宁安庄。
葬礼按部就班,举行得非常顺利。
众人身披麻衣,脸上或多或少都挂着悲哀之色,除了李安棋。
奠堂前,李安棋跪拜上香。
旁侧坐在轮椅上的李安修望着李安棋平静的脸色出神。
“或许娘娘并不是心硬,而是习惯将难过咽进肚子里罢了。”左斯芸佝偻着腰,在李安修耳边轻声抚慰。

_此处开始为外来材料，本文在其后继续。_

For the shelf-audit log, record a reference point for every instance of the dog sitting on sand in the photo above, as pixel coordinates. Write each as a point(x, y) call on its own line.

李安修双眼微微空洞,迟迟摇着头:“我比你了解她。她和我娘一样,都变了……”
“……”左斯芸欲言又止,最后归于缄默,轻轻为李安修拢紧领口的衣衫。
……
“东西准备好了吗?”
“都准备好了。”芷兰捧着锦盒回应。
李安棋微微撇头:“王爷呢?”
“一大早便去宫中上了朝,一时半会儿不会回府。”
李安棋点头起身:“叫流云管住嘴,本宫出府的事不要声张。”
“明白。”芷兰谨慎点头。
骁王府角门外。
李安棋与芷兰踏上租赁马车,消失在道路尽头。
马车在侯府正门停下。
李安棋刚踏下马车,就听见门口传来一阵尖锐的斥骂声。
“没用的东西!连盆花都伺候不好,要你们何用?”
一个身着橙色艳丽襦裙的少女正对着跪在地上的婢女大发雷霆,手中的玉笛狠狠敲在那婢女头上。
“这可是父亲从蜀地带回来的珍品花草,你十条贱命都抵不上!”
李安棋微微蹙眉。
“哟,这不是骁王侧妃吗?”屠楠筠余光瞥见门口的身影,转身时脸上已挂上讥讽假笑,“什么风把您吹到我们侯府来了?”
她故意将“骁王侧妃”四字咬得极重,眼中闪过一丝嫉恨。
芷兰上前一步:“回宁阳郡主,我家娘娘有事求见侯爷,昨日已交过拜帖——”
“本郡主问话,轮得到你一个奴婢插嘴?!”屠楠筠厉声打断,玉笛直指芷兰面门。
李安棋微微扬起下巴,睥睨的眸子带着些许寒意:“几个月不见,宁阳郡主还是这般粗鄙跋扈,旁人不敢说,本宫今日却要说道说道。”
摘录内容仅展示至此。